How to use headphones or Bluetooth to hack and take control of any Android device

A recent research published by vulnerability testing specialists from Purdue University details a new exploit that abuses some Android operating system smartphones through the use of malicious peripheral devices (specifically through Bluetooth and USB).

The application processor of almost any relatively recent smartphone model uses the AT Command Interface to launch high-level commands to the baseband processor, which performs common cellular network operations. There are vulnerabilities in this communication that can be exploited by using peripheral devices controlled by threat actors.

Typically, a smartphone works with two interconnected processing units:

  • Application processor
  • Baseband processor (also called cellular modem)

It is important to mention that most current smartphones accept AT commands via Bluetooth.

The AT interface is an entry point for accessing the baseband processor, so any anomalous behavior when processing any AT command could cause unauthorized access to sensitive information stored on the smartphone, alterations in the operation of the cellular network, among other flaws.  

IT interface on Android devices
ATFuzzer: Dynamic Analysis of AT Interface for Android

Some research previously conducted regarding failures in the AT interface focuses only on finding invalid or malicious AT commands for manufacturers to blacklist them and prevent possible abuse behavior; however, vulnerability testing specialists consider the scope of this approach to be really small, because although there are AT commands used by the entire mobile communications industry, every single smartphone manufacturer often include its own sets of AT commands to perform various tasks. In other words, this approach is too specific.

Instead, experts propose to design a method of analyzing processes related to the execution of any AT command to detect any possible anomalous activity that may become an exploitable vulnerability.

Indicators of abnormal activity:

  • Syntactic code errors: A device could accept invalid AT commands
  • Semantic errors: Targeted devices process a properly grammar AT command, but the generated response does not match to the expected behavior

When an invalid command gets exploited, a malicious peripheral device connected to the targeted smartphone might access sensitive information (such as IMSI key or IMEI), or even degrade the device’s network protocol (4G to 3G, for example).

AT commands

These are code snippets used to control some tasks related to cellular network usage. A basic set of commands was established as a standard in the mobile communications industry; on the other hand, smartphone manufacturers include their own AT commands to run multiple functions.

Running AT commands via Bluetooth

It is required to pair the peripheral device (speakers, headsets, etc.) with the targeted smartphone, establishing a communication channel. When receiving an AT command the system-level Bluetooth component of the device recognizes the command with the prefix “AT” and contrasts it with a list of legitimate commands. The AT commands is then sent to the Bluetooth component at the application level, where the action related to the sent command is completed.

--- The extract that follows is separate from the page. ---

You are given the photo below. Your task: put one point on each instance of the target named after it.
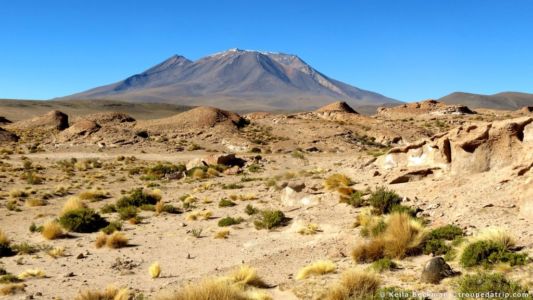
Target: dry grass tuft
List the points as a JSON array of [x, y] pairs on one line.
[[222, 234], [402, 236], [101, 239], [495, 234], [320, 267], [246, 275], [73, 203], [12, 289], [32, 273], [52, 230], [110, 293], [4, 239], [199, 215], [354, 284], [335, 181], [309, 229], [57, 252], [155, 270], [114, 241]]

Running AT commands via USB

If a smartphone exposes its USB Abstract Control Model (ACM) interface, it creates a tty device such as /dev/ttyACM0 that allows the phone to receive AT commands through the USB interface. On the other hand, on phones for which the USB modem interface is not included in the default USB configuration, switching to an alternate USB configuration allows communication to the modem via USB.

For this research, a list of valid AT commands and their grammar was obtained from 3GPP standards. Not all of these commands are processed or recognized by all smartphones, as this depends on the manufacturers.

The ATFuzzer approach

ATFuzzer, the analysis method developed by the researchers, consists of two modules: evolution module and evaluation module, which interact in a closed way. The evolution module starts with an initial AT command grammar that mutates to generate Psize (refers to population size, a parameter for ATFuzzer), different versions of that grammar. Specifically, ATFuzzer generates new grammars from the main grammar through the following high-level operations:

  1. Population initialization
  2. Parent select
  3. Grammar crossing
  4. Grammatical mutation
ATFuzzer approach
ATFuzzer: Dynamic Analysis of AT Interface for Android

To assess the effectiveness and scope of this approach, 10 different models of Android operating system smartphones (from six different manufacturers) were analyzed. Upon completion of the analysis, vulnerability testing specialists discovered 4 misbehaviors in Bluetooth and 13 others on USB.

By exploiting these flaws, threat actors could deploy malicious activities such as disruption of smartphone connections, denial of service (DoS), and theft of sensitive information.

Although security for baseband processors and command interfaces has improved markedly over previous generations of smartphones, it is obvious that with current security measures it is impossible to properly analyze and filter an anomalous input. According to the vulnerability testing specialists from the International Institute of Cyber Security (IICS), a possible solution to this improper access is the removal of exposure of the AR modem interface via Bluetooth and USB. It’s also important to remind Android device users to avoid connecting to chargers, speakers, or other unknown peripherals.